I got a very late start on Friday night. I pulled out of my garage at 8:00p. I figured I could get as far as Green River, but when I got close to GR, I knew I had more in me and pressed on to Goblin Valley State Park. I passed a bunch of boondockers at the edge of the park, but I remembered the only time I’d been to Goblin Valley, there was a huge empty parking lot at the Visitor’s Center/Pay station. That would be the perfect place to park and sleep a few hours before pressing on to Natural Bridges in the morning. Heh. I finally got to the parking area (completely empty), and parked my car in the far corner of the lot so I wouldn’t be in the way of anyone/anything else. I crawled into the back of the SUV, stuffed reflexive panels into the windows, and scrunched down into my sleeping bag to sleep.
The next thing I knew, it was light outside and someone was knocking on the car door. I pulled the panel away from the window, and to my surprise the lot was still completely empty, but there was a young ranger standing outside trying to look very official. I cracked open the door and said, “Can I help you?” He replied in a gruff voice, “You cannot camp here.” I could tell he was a little taken aback that he was talking to a white-haired old lady. Hahahahaha. I said, “I’m not camping, I just parked here. No campfire, no tent, no awnings... really, I got here at midnight and just parked.” He was not buying it. “That’s called car camping!
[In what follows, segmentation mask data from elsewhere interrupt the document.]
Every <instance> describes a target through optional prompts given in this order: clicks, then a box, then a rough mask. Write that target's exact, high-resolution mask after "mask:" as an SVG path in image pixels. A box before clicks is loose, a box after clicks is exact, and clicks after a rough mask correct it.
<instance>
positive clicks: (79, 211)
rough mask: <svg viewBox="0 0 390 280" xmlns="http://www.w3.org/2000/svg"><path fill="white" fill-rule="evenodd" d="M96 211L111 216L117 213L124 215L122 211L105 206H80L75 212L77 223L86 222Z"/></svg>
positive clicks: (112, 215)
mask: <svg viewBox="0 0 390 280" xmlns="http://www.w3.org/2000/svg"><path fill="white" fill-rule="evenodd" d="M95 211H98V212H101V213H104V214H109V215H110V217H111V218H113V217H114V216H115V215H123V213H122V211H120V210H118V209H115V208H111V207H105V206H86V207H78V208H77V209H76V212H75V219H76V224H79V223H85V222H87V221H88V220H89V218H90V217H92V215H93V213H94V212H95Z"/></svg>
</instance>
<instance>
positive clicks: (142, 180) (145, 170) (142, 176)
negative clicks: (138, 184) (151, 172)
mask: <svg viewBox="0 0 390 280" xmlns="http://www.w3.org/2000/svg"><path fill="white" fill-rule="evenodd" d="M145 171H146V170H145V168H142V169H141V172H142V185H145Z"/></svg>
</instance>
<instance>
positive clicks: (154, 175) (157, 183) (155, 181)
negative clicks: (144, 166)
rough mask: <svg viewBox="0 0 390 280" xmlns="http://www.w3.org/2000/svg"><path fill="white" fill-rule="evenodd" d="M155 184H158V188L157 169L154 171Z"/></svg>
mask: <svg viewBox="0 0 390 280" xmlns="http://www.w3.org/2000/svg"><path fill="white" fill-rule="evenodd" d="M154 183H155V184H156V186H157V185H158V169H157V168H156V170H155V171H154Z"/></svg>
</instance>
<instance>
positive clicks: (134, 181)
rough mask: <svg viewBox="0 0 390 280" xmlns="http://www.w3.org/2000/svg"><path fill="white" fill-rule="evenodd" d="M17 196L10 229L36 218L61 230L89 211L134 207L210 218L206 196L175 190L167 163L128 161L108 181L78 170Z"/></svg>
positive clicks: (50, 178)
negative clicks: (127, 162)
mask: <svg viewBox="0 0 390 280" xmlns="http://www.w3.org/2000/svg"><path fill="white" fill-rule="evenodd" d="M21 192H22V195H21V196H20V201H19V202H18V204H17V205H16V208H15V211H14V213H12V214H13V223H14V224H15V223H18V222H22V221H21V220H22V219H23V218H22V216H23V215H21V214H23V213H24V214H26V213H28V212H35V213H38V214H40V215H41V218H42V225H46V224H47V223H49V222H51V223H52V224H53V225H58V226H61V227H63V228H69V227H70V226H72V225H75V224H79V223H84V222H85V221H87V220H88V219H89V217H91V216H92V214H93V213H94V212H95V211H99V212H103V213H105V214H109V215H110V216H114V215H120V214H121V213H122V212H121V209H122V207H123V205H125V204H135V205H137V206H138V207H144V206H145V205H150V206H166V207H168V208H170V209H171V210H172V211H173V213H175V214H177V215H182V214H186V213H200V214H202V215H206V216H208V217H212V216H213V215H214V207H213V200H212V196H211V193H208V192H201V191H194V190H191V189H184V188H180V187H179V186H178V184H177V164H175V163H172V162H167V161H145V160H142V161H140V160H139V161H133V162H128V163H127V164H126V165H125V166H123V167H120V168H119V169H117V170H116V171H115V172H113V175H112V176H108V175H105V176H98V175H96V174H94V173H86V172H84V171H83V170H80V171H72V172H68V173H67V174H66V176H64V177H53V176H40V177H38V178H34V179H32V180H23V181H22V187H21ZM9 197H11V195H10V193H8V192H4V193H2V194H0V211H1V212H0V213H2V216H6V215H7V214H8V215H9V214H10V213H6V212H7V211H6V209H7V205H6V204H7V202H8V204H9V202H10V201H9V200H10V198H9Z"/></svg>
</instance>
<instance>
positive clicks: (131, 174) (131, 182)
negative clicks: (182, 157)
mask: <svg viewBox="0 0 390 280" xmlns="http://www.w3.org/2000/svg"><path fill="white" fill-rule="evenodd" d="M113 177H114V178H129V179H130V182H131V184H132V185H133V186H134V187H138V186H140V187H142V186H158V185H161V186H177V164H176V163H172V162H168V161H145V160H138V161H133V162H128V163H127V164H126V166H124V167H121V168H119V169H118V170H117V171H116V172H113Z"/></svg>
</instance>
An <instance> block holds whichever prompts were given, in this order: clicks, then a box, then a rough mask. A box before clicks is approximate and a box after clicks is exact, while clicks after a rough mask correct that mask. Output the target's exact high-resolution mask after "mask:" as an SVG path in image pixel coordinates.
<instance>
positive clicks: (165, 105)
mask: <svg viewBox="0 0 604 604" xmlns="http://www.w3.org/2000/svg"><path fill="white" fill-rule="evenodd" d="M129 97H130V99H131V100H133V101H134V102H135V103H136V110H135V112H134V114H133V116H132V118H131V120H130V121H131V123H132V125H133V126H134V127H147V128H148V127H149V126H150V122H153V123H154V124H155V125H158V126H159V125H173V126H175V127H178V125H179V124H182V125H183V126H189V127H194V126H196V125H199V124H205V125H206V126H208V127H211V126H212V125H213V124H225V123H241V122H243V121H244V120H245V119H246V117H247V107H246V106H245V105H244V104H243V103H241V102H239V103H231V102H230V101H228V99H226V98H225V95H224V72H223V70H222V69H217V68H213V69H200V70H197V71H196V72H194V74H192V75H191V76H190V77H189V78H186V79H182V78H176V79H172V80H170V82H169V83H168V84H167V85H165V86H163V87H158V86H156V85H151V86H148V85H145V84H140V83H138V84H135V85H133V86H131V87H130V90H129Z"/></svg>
And you have to move now! Well, FIRST you have to pay $30 for camping, then you can go.”
So, this is how I learned that I can’t park overnight in a safe, empty state park parking lot. I’ve checked now, and it is also not allowed at any national parks either. Live and learn...
I paid the $30 and decided to go INTO the park while I was there before pressing on toward Natural Bridges.
Goblin Valley is a place like no other I’ve ever seen. Bryce Canyon is famous for its hoodoos...Goblin Valley has formations that look like mini mushroom clouds.